Der Vorsitzende muss mit den anderen Mitgliedern des Fed-Gouverneursrats zusammenarbeiten. Jerome Powell könnte sich entscheiden, als Ratsmitglied zu bleiben, da seine 14-jährige Amtszeit bis Januar 2028 läuft.

Unabhängigkeit der Zentralbank unter Druck

Die Fed ist mächtig, weil Anleger glauben, dass sie unabhängig von der Tagespolitik ist – ein Vertrauen, das die langfristigen Kreditkosten niedrig hält. Das Justizministerium hat eine strafrechtliche Untersuchung gegen Vorsitzenden Powell eingeleitet, und das Weiße Haus ist in einen Rechtsstreit um die Entlassung von Fed-Gouverneurin Lisa Cook verwickelt.

Im Jahr 2010 hielt Warsh eine Rede mit dem Titel Eine Ode an die Unabhängigkeit, in der er warnte, dass Regierungen stets versucht sein würden, sich auf die Fed zu stützen, um Defizite zu finanzieren. Er forderte "entschiedene Unabhängigkeit von den Launen Washingtons und den Wünschen der Wall Street."

Doch er hat seinen Ton kürzlich abgemildert und in einem Interview im vergangenen Sommer gesagt, dass politische Unabhängigkeit zwar wichtig sei, "das aber nicht bedeutet, dass die Fed in allem anderen, was sie tut, unabhängig ist."

Ein Amt mit globalen Auswirkungen

Der Vorsitz der Fed gilt oft als das mächtigste Amt in der Weltwirtschaft. Gemeinsam mit anderen Mitgliedern des Federal Open Market Committee (FOMC) trifft der Fed-Vorsitzende Entscheidungen über Zinssätze und Geldmenge.
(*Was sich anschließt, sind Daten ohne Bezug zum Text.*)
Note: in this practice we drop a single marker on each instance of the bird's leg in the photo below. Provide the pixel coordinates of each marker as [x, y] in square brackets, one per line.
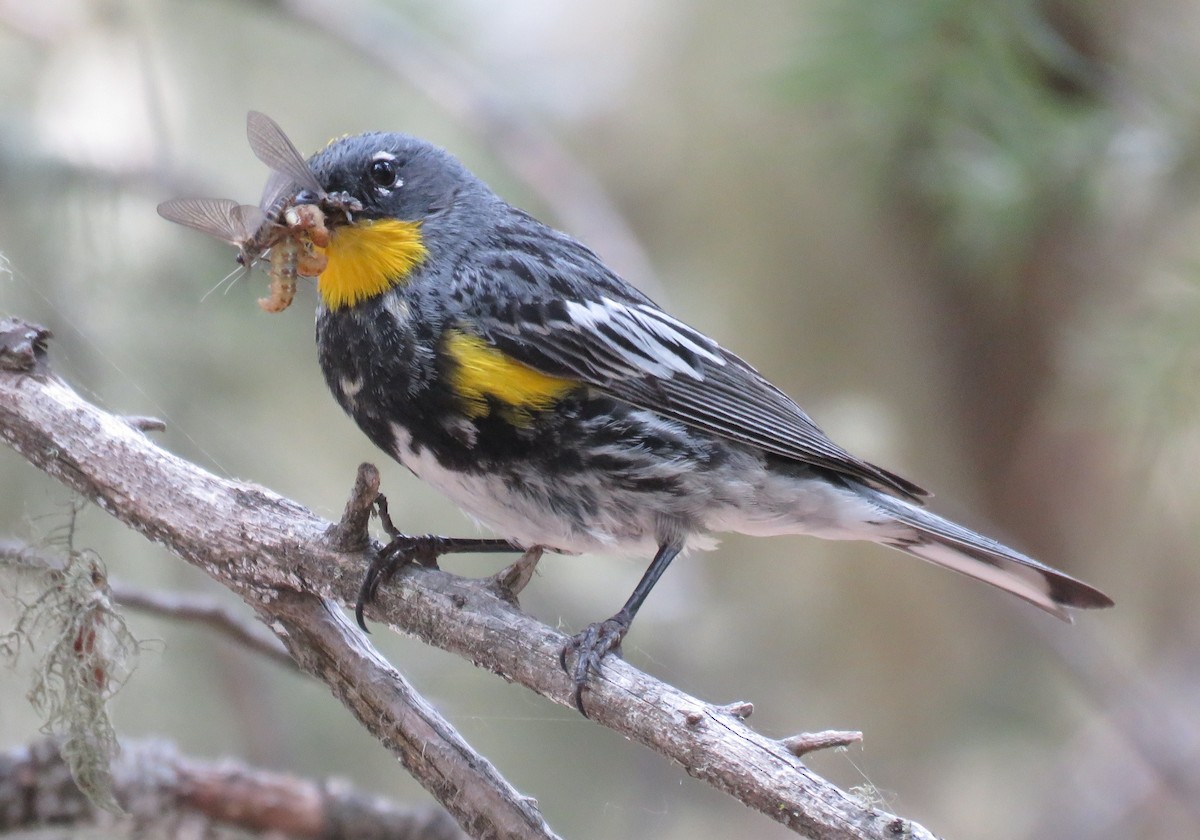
[405, 549]
[604, 637]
Diese Entscheidungen beeinflussen:

  • Ihre Kosten: Hypotheken, Autokredite, Kreditkarten
  • Vermögenspreise: Aktien, Anleihen, Währungen und Immobilien
  • Globale Geldströme: Andere Zentralbanken orientieren sich oft an der Fed, und viele Währungen sind an den Dollar gekoppelt oder zumindest lose an ihn gebunden

Wenn Anleger glauben, dass Warsh die Inflation unter Kontrolle halten und politischem Druck widerstehen wird, können die globalen Kreditkosten relativ niedrig und die Märkte ruhiger bleiben.